Alene was busy today with iPod-friendly work — so we heard about the dissolution of the monasteries, Hadrian’s Wall, Druids, the Divine Right of Kings, the enclosures of the commons, the Magna Carta, and the Roman Occupation — somewhat in that order.

The Hadrian’s Wall episode somehow collapsed time and space for us, as we contemplated Whin Sill in Northumberland, the dramatic fault escarpment on top of which part of the wall was built. Alene had to stop what she was doing briefly to look at pictures online. There was much confusion over who exactly built this wall, with the attribution going to Hadrian in modern times. In Bede’s The Ecclesiastical History Of The English People, it would appear to be Severus, who came from northern Africa — and we found ourselves contemplating the Atlas Mountains, which were formed more than 200 million years ago by the same tectonic collision which built the Appalachians (rather dear to Alene), as well as the highlands of Scotland, which brought us back to Hadrian’s Wall again.

But the account of the dissolution of the monasteries spawned an idea that we kept revisiting all day long. Henry VIII dissolved the monasteries following the split from Rome. Common belief is that he had them sacked and destroyed, but that is not necessarily the case. Rather, their occupants were forced to leave, and the buildings were made non-habitable, usually just via removal of the roof — to make sure no one returned. The serious sacking and looting was actually done by local people — not by Henry’s henchmen.

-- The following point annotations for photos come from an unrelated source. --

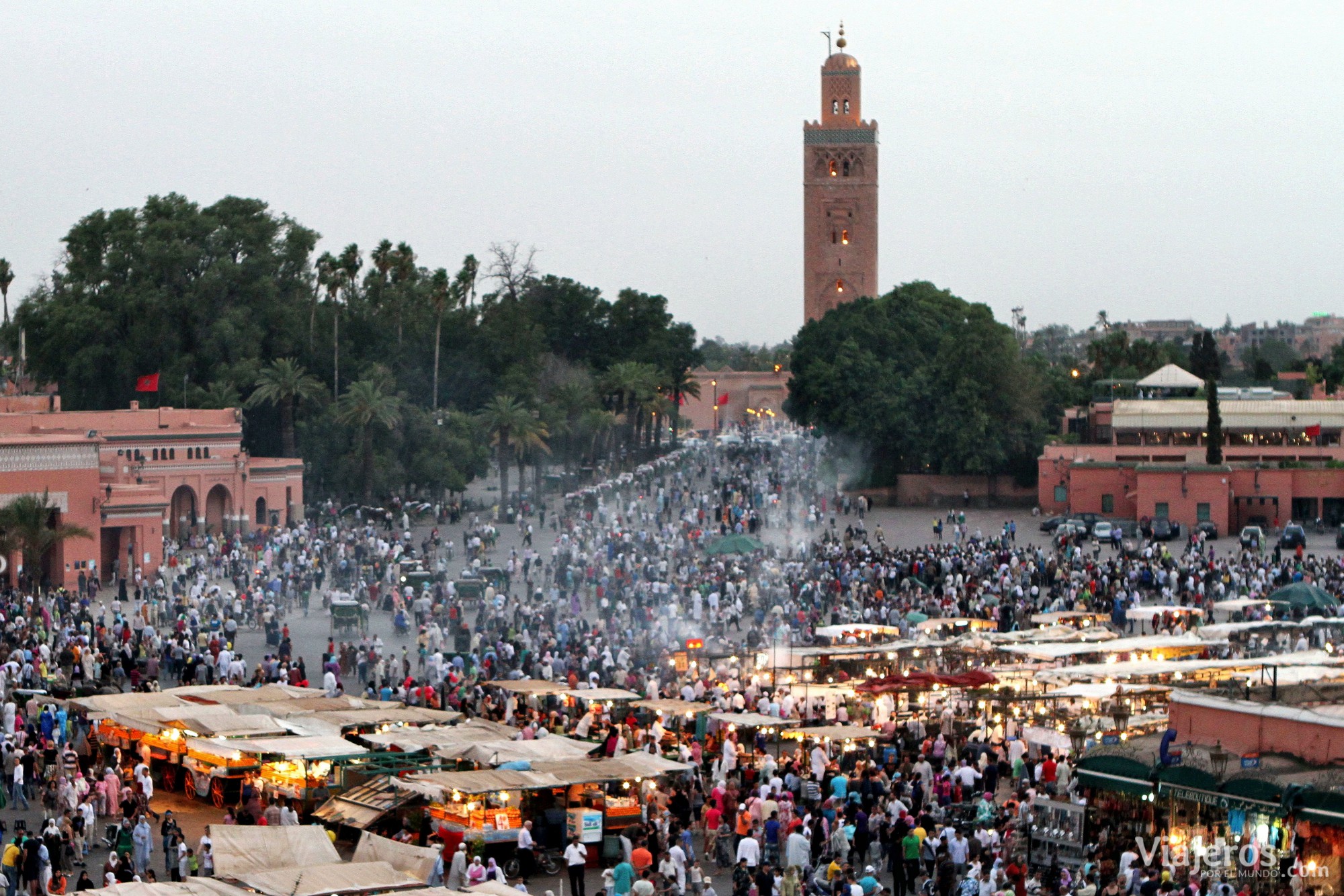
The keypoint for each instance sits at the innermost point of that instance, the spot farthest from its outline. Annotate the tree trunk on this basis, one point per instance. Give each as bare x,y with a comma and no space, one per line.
439,326
287,428
337,350
368,463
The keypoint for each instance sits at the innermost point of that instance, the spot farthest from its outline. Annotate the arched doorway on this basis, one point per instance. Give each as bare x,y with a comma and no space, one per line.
220,507
182,512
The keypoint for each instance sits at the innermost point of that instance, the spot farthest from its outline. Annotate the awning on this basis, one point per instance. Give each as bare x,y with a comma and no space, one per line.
364,805
417,862
322,881
1115,773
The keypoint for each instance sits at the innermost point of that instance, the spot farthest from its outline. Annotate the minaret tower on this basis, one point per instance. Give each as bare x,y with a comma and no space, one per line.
839,193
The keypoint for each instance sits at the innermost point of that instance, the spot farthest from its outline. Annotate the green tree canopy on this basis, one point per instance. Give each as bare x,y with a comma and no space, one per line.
919,382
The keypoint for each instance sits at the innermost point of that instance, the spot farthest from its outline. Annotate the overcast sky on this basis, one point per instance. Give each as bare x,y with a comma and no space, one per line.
1148,159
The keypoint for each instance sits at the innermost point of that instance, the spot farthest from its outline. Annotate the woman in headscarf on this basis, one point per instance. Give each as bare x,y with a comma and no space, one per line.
144,842
458,870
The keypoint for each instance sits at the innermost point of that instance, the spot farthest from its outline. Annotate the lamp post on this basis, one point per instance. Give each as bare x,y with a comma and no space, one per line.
716,385
1120,715
1079,738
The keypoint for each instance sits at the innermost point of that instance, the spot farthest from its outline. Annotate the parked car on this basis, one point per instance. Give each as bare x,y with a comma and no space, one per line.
1253,538
1294,537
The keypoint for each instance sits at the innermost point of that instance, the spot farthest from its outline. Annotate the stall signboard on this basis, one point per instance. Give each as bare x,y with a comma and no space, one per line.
1218,800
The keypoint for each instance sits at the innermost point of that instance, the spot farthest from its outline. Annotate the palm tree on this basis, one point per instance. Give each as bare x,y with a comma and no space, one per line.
6,279
443,295
30,527
631,382
365,404
326,271
349,267
286,384
404,275
513,428
679,385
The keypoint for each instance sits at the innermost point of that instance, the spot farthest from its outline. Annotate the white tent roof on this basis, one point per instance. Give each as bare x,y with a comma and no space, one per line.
1171,377
244,850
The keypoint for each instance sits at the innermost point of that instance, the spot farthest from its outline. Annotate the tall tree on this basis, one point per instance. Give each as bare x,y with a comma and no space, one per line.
513,428
32,526
347,280
6,279
369,402
325,271
283,385
1209,366
681,384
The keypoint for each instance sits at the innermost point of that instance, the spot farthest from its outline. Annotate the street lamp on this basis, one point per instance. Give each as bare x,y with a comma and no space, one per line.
1218,760
1120,715
716,385
1079,738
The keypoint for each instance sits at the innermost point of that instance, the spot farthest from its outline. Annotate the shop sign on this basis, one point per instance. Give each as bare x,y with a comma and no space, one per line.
1217,800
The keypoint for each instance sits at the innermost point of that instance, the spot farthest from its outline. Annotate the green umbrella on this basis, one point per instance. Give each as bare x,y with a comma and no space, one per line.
1302,594
734,545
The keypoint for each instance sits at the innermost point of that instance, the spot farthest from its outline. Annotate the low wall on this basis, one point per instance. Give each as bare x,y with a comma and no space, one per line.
948,491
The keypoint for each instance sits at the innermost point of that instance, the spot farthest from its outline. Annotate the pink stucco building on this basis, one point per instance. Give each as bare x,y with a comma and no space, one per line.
135,475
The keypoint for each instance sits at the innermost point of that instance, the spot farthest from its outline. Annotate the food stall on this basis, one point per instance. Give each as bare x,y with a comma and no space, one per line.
306,769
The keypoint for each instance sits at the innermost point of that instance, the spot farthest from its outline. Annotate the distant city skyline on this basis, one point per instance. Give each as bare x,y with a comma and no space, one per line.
1148,161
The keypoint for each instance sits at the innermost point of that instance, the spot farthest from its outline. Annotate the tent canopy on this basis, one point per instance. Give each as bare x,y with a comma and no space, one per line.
244,850
734,545
417,862
1303,594
1170,377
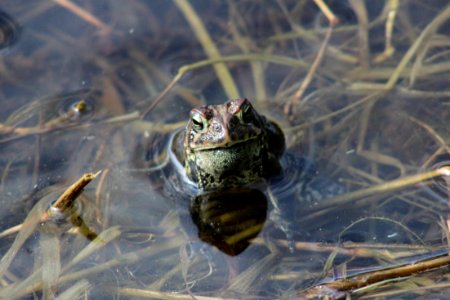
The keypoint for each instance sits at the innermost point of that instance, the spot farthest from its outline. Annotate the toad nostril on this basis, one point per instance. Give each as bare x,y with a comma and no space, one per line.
217,127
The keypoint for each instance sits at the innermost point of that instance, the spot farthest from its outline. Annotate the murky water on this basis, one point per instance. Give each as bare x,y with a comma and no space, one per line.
83,89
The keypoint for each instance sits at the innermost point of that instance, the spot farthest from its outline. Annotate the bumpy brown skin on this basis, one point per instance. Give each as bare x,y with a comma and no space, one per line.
229,145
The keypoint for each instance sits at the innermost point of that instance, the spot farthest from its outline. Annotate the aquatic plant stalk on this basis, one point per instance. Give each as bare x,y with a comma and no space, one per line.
209,47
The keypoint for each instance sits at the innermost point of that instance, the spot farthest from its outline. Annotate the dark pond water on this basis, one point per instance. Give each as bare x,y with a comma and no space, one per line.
92,86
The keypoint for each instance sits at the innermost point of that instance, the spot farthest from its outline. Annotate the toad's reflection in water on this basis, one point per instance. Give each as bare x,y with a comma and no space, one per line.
9,30
229,220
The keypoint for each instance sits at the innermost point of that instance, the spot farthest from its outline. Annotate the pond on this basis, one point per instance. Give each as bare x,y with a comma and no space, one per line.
355,198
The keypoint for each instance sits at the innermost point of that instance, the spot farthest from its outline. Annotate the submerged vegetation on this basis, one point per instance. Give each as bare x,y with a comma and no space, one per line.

The Church lost a lot of credibility in the eyes of the people. God had just stood by as the monasteries were dissolved. Then the people went in and helped themselves to anything they could carry away — and again God just stood by — there were no consequences. It is said that God helps those who helps themselves — and the English got rather good at helping themselves!

Another tragedy associated with the dissolution of the monasteries is that the contents of many of the libraries were destroyed. The cultures of pre-Roman Britain had an oral tradition, which is why we rely on archaeological evidence for want of written historical accounts — and why we know so little about our original religion, Druidism. The Anglo-Saxons did have a written tradition (both Latin and Old English) — but much of it was lost in the sixteenth century.

So at the same time that the English people were losing their conscience, they also lost some connection with their early history and culture — which is too bad — because that’s a deadly combination.